Detroit Tigers – No. 63
- Coach
- Born: July 2, 1972 (age 53) Peace River, Alberta, Canada

Teams
- As coach Detroit Tigers (2023–present);

= Robin Lund =

Canadian baseball coach (born 1972)

Robin Joseph Lund (born July 2, 1972) is a Canadian professional baseball coach. He is the assistant pitching coach for the Detroit Tigers of Major League Baseball (MLB).

==Career==
Lund is from Peace River, Alberta. He played baseball in Canada through the eighth grade, when organized baseball programs ceased. He moved to Lewiston, Idaho, and stayed with a foster family to continue playing baseball at Lewiston High School. He played college baseball at Spokane Falls Community College.
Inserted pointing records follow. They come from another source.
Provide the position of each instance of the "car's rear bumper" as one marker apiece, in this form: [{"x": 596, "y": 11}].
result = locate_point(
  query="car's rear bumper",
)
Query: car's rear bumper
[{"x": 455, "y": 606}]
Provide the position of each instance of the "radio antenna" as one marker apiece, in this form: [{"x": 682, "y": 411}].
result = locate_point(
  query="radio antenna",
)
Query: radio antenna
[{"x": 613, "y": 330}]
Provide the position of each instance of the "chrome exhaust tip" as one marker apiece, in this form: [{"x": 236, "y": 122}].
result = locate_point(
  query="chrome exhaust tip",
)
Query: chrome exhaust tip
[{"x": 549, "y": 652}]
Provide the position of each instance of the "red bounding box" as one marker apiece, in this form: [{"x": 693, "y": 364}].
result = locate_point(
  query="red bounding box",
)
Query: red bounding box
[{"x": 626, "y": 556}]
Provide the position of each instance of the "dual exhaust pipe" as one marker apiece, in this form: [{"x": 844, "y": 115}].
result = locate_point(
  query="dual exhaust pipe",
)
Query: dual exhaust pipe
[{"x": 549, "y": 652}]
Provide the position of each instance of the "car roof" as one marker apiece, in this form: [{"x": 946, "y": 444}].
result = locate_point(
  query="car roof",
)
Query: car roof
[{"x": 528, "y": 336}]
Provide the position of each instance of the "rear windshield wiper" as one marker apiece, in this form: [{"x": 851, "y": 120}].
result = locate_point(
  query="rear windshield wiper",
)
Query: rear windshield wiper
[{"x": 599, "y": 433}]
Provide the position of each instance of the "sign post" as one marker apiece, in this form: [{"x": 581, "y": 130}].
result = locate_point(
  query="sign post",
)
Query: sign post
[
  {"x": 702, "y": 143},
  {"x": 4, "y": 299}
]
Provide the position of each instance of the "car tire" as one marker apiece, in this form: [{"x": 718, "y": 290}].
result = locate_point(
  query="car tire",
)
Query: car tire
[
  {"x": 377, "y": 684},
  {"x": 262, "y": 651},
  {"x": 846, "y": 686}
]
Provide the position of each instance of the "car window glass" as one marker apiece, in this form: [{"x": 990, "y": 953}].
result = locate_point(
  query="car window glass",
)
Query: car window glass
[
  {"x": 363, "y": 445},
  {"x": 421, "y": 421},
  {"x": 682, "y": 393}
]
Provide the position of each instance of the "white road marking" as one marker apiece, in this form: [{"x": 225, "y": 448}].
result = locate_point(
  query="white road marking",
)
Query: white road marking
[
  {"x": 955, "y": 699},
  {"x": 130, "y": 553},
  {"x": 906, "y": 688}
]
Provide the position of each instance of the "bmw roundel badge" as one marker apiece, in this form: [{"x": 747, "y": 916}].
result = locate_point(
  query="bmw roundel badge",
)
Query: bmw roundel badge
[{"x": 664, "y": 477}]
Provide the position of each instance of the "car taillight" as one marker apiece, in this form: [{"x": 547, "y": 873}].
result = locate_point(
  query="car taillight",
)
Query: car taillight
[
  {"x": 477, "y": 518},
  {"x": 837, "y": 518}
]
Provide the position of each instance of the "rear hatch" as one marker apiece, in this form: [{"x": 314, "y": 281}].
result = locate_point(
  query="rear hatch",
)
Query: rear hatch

Lund earned a bachelor's degree in education from Whitworth College in 1995, a master's degree in exercise science from Eastern Washington University in 1997, and a Doctor of Philosophy in exercise science from the University of Idaho in 2002. Lund worked at the University of Northern Iowa as an associate professor in the Department of Kinesiology for 17 years before joining the University of Iowa as the pitching coach for the Iowa Hawkeyes in 2013.

On November 6, 2022, the Detroit Tigers hired Lund as their assistant pitching coach for the 2023 season.

==Personal life==
Lund met his wife, Susie, in Lewiston. They have three children.